Zukav contrasts this conception of physics and philosophy with the predominant classical model, tracing it to the ancient philosopher Aristotle. Aristotle stated that philosophy discusses the phenomenon of “potentia,” or a state of being, between the moment of hypothesis and the moment a phenomenon occurs. In quantum mechanics, in contrast, the nuclear physicist Heisenberg argued in his “Uncertainty Principle” that one cannot know both the position and velocity of any particle in the universe at the same time. Zukav interprets this principle as the statement that physicists are bound tightly to their perceptions and will never be able to observe the subatomic domain objectively. Similarly, the realist school of philosophical thought argues, in Zukav’s perspective, that humans are inextricably bound to their subjective perception. He concludes this argument by stating that the goals of the physicist and philosopher are essentially the same, the only superficial difference being that the former attempts to model the world formally using the language of math, and the latter utilizes intuition and less formalized symbolic expression.

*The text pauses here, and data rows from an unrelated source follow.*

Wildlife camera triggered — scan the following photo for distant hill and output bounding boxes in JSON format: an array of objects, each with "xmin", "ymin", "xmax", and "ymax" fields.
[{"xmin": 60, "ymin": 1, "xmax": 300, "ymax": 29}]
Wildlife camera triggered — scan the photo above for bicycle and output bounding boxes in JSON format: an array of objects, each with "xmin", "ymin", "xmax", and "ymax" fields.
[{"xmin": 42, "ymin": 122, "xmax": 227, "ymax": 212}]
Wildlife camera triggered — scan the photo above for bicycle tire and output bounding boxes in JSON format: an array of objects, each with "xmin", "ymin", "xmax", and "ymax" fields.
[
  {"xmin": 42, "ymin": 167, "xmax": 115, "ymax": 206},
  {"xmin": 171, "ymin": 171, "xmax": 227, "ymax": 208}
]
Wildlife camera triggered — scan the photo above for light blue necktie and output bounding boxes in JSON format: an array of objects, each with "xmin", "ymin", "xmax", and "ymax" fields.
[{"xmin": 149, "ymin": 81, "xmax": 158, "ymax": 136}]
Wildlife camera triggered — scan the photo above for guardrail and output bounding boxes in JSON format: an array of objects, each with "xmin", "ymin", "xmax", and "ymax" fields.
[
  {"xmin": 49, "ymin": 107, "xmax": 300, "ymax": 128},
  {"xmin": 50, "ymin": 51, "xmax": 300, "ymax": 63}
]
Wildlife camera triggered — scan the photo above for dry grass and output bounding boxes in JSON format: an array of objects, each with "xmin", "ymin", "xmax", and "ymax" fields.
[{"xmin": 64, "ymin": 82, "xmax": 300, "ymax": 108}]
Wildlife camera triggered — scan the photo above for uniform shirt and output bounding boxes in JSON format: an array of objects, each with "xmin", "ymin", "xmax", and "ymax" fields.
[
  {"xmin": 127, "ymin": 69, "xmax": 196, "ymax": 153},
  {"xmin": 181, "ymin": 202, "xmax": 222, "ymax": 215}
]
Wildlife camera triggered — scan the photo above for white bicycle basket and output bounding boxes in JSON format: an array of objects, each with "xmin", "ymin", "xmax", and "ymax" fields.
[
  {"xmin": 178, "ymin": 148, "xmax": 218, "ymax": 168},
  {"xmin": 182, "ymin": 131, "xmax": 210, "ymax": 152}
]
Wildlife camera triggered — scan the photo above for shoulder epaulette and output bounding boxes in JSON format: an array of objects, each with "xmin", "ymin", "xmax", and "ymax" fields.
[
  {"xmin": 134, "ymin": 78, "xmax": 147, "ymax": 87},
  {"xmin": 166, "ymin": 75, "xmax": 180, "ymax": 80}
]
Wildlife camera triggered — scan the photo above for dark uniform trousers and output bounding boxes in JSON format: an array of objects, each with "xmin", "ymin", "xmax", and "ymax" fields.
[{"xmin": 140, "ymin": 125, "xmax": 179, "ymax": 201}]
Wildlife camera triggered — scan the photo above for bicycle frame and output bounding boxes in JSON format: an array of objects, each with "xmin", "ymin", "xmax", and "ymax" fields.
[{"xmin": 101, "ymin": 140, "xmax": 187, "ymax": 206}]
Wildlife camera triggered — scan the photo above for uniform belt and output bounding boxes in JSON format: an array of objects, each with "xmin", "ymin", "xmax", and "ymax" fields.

Zukav concludes his novel by lamenting that the worlds of philosophy and science are too divided. He believes that the vocabularies of each field have never been able to merge, as they should, to work on the same essential problems; instead, they are distracted over the belief that they are too different to reconcile. He portrays the skeptical scientist as one who has betrayed the metaphysical backbone to his pursuit of truth. Finally, Zukav argues that the new forays into the field of quantum physics might help to realign the two fields, because it essentially constitutes a rediscovery of what the ancient Eastern masters knew about human knowledge.

Zukav’s book was a big source of controversy both when it was written and today. Most prominent scientists familiar with the work reject his conclusions about the necessary union of science and philosophy, dismissing his work as pseudoscience missing any actual scientific rigor. They view the empirical evidence and linguistic formalization of mathematics and physics as what makes it distinct, and the essentially valid field, rather than philosophy. Despite the widespread rebuttals of Zukav’s line of thinking, the novel worked to popularize interest in general physics to its audience in the United States and the world, expressing it in accessible language and drawing a compelling picture of a synthesized human pursuit for knowledge and self-understanding. The Dancing Wu Li Masters is also romantic in content, seeking to connect disparate points in time and modes of thought into one shared, positive narrative about the quest for learning. Zukav’s novel, taking its name from one of the earliest proponents of the use of intuition in sensing truth in the world, is therefore not meant to be a rigorous or formal study of the history of human thought, but rather a vindication of different learning styles and modes of expression.